When not on heroin he played and recorded prolifically. As well as the Grateful Dead, he had the Jerry Garcia band, which played rather straighter rock and blues than the Dead ever managed, and a variety of bluegrass and acoustic groups. He was a musician who really did not want to be much more. In conversation he could charm the most hostile interviewer with a sharp and sometimes lunatic humour, but he hardly ever spoke or even moved on stage and maintained a wry distance from the phenomenon that the Grateful Dead became. "We are like liquorice," he once said. "Either people ignore us, or they like us a lot."
Their liking was taken to an extent which no other band could claim.

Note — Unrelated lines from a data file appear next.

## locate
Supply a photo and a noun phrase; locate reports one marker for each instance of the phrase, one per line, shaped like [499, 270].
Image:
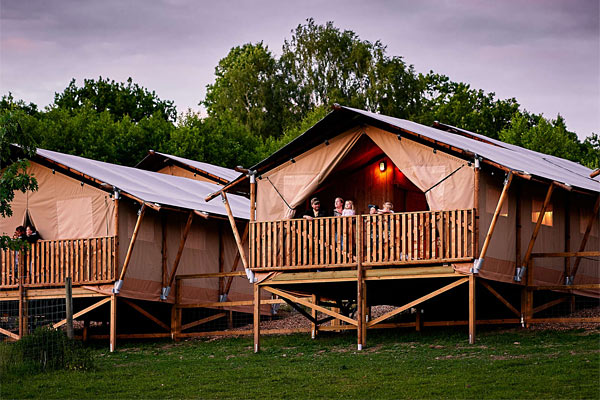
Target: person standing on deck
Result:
[338, 207]
[315, 211]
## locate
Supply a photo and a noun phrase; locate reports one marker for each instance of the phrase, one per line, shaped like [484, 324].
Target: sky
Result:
[545, 53]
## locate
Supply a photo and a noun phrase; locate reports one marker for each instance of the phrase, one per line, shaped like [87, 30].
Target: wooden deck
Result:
[399, 239]
[48, 262]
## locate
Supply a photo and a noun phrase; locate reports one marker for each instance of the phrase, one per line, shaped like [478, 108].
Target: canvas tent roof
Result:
[509, 156]
[152, 187]
[155, 160]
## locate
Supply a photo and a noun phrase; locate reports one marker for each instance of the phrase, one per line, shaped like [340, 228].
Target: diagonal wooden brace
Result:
[308, 304]
[417, 301]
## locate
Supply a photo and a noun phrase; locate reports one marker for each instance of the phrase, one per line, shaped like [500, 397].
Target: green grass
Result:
[396, 364]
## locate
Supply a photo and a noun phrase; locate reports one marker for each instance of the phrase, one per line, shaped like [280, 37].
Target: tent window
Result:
[74, 218]
[492, 196]
[536, 208]
[584, 217]
[146, 231]
[196, 238]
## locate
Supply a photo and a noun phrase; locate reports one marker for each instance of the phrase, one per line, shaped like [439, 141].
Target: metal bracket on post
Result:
[569, 280]
[477, 266]
[118, 286]
[250, 275]
[519, 273]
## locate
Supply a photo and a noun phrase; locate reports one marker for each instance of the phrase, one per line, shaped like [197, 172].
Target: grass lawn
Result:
[395, 364]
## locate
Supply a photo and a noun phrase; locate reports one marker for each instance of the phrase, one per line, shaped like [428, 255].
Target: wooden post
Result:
[186, 231]
[236, 234]
[472, 317]
[313, 313]
[69, 306]
[113, 322]
[22, 301]
[586, 236]
[132, 243]
[488, 237]
[252, 198]
[360, 313]
[86, 330]
[365, 310]
[256, 315]
[221, 262]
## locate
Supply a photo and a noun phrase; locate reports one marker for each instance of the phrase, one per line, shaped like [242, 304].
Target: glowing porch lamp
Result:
[382, 166]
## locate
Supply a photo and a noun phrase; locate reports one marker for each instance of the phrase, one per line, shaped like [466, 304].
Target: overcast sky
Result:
[544, 53]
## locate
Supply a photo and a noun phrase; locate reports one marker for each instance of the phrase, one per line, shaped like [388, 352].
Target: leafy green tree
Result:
[217, 140]
[325, 65]
[249, 88]
[13, 171]
[457, 104]
[118, 98]
[96, 135]
[590, 149]
[537, 133]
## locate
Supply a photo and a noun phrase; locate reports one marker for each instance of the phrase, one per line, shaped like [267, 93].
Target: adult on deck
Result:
[338, 207]
[315, 211]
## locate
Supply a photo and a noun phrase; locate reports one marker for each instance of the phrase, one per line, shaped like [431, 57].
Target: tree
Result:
[216, 140]
[537, 133]
[457, 104]
[250, 89]
[96, 135]
[326, 66]
[13, 172]
[118, 98]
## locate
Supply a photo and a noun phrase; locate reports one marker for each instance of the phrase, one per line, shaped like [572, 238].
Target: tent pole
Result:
[236, 234]
[252, 198]
[536, 230]
[138, 223]
[221, 262]
[256, 318]
[586, 236]
[116, 231]
[472, 317]
[359, 283]
[488, 237]
[186, 231]
[163, 250]
[476, 206]
[236, 261]
[113, 322]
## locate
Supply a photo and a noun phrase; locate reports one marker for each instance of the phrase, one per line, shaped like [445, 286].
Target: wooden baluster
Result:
[465, 232]
[453, 216]
[459, 236]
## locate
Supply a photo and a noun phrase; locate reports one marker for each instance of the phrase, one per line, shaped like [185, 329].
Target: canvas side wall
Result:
[559, 232]
[200, 255]
[62, 207]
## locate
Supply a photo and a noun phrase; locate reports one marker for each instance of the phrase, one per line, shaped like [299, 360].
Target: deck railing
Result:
[49, 262]
[386, 239]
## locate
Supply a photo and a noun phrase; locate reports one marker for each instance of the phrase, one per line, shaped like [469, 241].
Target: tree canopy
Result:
[259, 102]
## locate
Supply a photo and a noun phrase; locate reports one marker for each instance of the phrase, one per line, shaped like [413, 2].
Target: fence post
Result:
[69, 306]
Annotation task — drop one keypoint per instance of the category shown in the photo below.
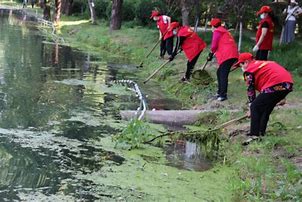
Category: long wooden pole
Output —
(141, 64)
(157, 70)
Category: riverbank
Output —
(267, 170)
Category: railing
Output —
(143, 106)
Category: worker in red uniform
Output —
(190, 43)
(226, 52)
(265, 33)
(166, 37)
(272, 81)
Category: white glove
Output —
(256, 48)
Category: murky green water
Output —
(57, 113)
(53, 101)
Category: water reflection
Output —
(53, 100)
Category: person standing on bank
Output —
(190, 43)
(163, 22)
(224, 48)
(292, 12)
(272, 81)
(265, 33)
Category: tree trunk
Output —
(240, 35)
(116, 15)
(91, 5)
(57, 11)
(185, 12)
(66, 6)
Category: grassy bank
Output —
(269, 170)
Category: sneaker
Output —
(221, 98)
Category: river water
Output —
(55, 103)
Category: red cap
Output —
(242, 58)
(154, 13)
(215, 22)
(264, 9)
(173, 25)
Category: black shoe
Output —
(220, 98)
(250, 139)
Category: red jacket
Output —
(193, 44)
(227, 48)
(163, 28)
(268, 74)
(267, 43)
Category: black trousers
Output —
(223, 75)
(190, 66)
(262, 55)
(166, 46)
(261, 108)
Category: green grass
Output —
(265, 170)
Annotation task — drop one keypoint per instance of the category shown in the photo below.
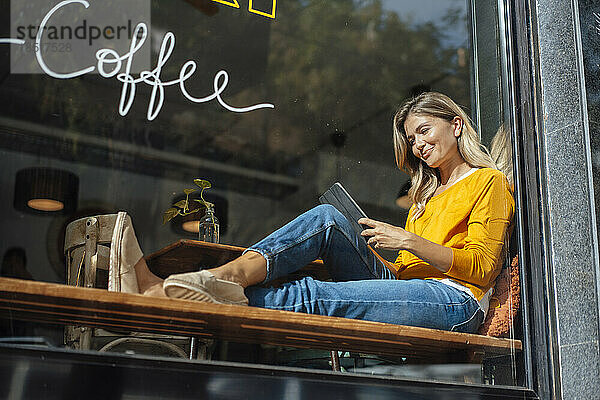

The band toured for about a third of every year; and were followed everywhere they went by a vast tribe half on a pilgrimage, half out there for a moving carnival. A hard core of two or three thousand would see every show the band ever played: perhaps ten thousand would follow them for weeks at a time; hundreds of thousands would try to catch one show on every tour. The band encouraged taping at their show, so long as the tapes were swapped and not sold. As a result a huge statistical subculture grew up: there is a computer on the Internet which will tell the enquirer every song they ever played, where and for how long. In the light of all that knowledge, attention and devotion, it is extraordinary to realise that there will never be another Grateful Dead show. The band survived the deaths of three keyboard players, but without Garcia it is unimaginable.
He had four daughters and married frequently: for the fourth time to Deborah Koons, a film-maker, who survives him.
##Andrew Brown
Jerome John ("Jerry") Garcia, singer and guitarist: born San Francisco 1 August 1942; married four times (four daughters); died Novato, California 9 August 1995.